Alles klar, Herr Kommissar? In diesem Fall muss man zugeben: Ja. Alles klar. Die Opfer – bekannt, zu gute Bekannte kann man schon fast sagen. Auch die Täter haben schon bald eine Namensschild um den Hals hängen. Also, alles klar! Und wie soll man daraus nun einen spannenden Krimi machen?
Commissario Vittorio Spotorno ist dafür genau der richtige Mann. Sein Revier ist Palermo. Seine Klientel sind die Mörder, die der Stadt ihr unverkennbares Klischee bescheren. Doch Vittorio Spotorno ist mehr als eine Spürnase, die jeden Fall löst, jeden Killer zu Fall bringt. Er sinniert gern über das Leben in der Stadt, die er so liebt und die so vielen ins Gesicht spuckt.

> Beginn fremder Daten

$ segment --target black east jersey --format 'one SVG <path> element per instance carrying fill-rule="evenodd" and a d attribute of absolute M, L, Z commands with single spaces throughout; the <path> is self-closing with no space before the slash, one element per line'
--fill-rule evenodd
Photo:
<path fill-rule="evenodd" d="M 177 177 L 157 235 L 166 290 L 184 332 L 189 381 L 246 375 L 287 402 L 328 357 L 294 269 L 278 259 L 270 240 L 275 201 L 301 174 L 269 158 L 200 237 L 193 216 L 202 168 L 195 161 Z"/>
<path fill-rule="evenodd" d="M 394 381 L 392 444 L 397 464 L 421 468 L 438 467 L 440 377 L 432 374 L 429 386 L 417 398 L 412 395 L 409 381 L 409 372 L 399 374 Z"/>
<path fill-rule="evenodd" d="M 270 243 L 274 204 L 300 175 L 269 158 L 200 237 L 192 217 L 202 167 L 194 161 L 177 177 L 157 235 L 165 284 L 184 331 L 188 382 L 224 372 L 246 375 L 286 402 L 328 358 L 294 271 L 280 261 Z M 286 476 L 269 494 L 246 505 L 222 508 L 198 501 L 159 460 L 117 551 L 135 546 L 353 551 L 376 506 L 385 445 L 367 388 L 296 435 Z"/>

Fünf Menschen hat sie bereits ins Gesicht gespuckt. Sie sind tot. Die Morde hängen zusammen. So viel steht fest. Und jeder Zeuge, die stummen wie die lautstarken hat seine eigene Version. Soll Vittorio Spotorno nun alle Puzzleteile zusammenfügen, um vor seinem Chef das perfekt ausgeleuchtete Bild nicht perfekter Morde auszustellen? No. Ihm geht es vielmehr darum die genauen Tathergänge zu eruieren. Das ist seine Aufgabe, seine Passion. Schon als kleiner Junge wollte er Polizist werden. Nun ist er es. Und er sieht das so: Wenn man etwas will, es dann auch noch bekommt, muss man es in Ehren halten.
Apropos Ehre. Sizilien, Palermo, Ehre. Da ist man schnell bei Mafia, Omerta, dem Gebot des Schweigens. Santo Piazzese bedauert im Vorwort, dass es immer noch keinen echten Palermo-Roman gibt, der der Hauptstadt Siziliens ein echtes literarisches Gesicht gibt. Es gibt sehr wohl Bücher, die den einen oder anderen Aspekt zum Thema haben und einen Hauch von Palermo-Gefühl vermitteln. Aber eine allumfassende Darstellung der Stadt gibt es bisher noch nicht. Selbst die großen Söhne der Insel Leonardo Sciascia, Luigi Pirandello und Andrea Camilleri haben nicht den einen Palermo-Roman verfasst. Sie waren auch keine Palermitani, stammten aus dem Süden der Insel.
Santo Piazzese nimmt nicht für sich in Anspruch diese Lücke im Bücherregal zu schließen. Aber er verengt die Leerstelle um einen beträchtlichen Teil. Schon auf den ersten Seiten wird die Stadt so greifbar, wie es die meisten Bücher über die Stadt zusammengenommen nicht schaffen. Hier atmet alles. Die zu trocknende Wäsche über den Gassen ist Palermo wie die einzigartige Küche mit ihren fremden Aromen. Und so muss man sich auch diesem Kriminalroman stellen. Es ist der dritte Teil nach „Die Verbrechen in der Via Medina-Sidonia“ und „Das Doppelleben von M. Laurent“. Die Täterjagd rückt niemals ganz in den Vordergrund des Buches. Der stets präsente Commissario, der nur selten dieses nostalgische Klischee vom adretten Ermittler in glänzender Uniform erfüllt, ist einer, dem man alles anvertrauen kann. Mit ihm einen Rundgang durch Palermo zu machen ist eine Reise, die man niemals vergisst.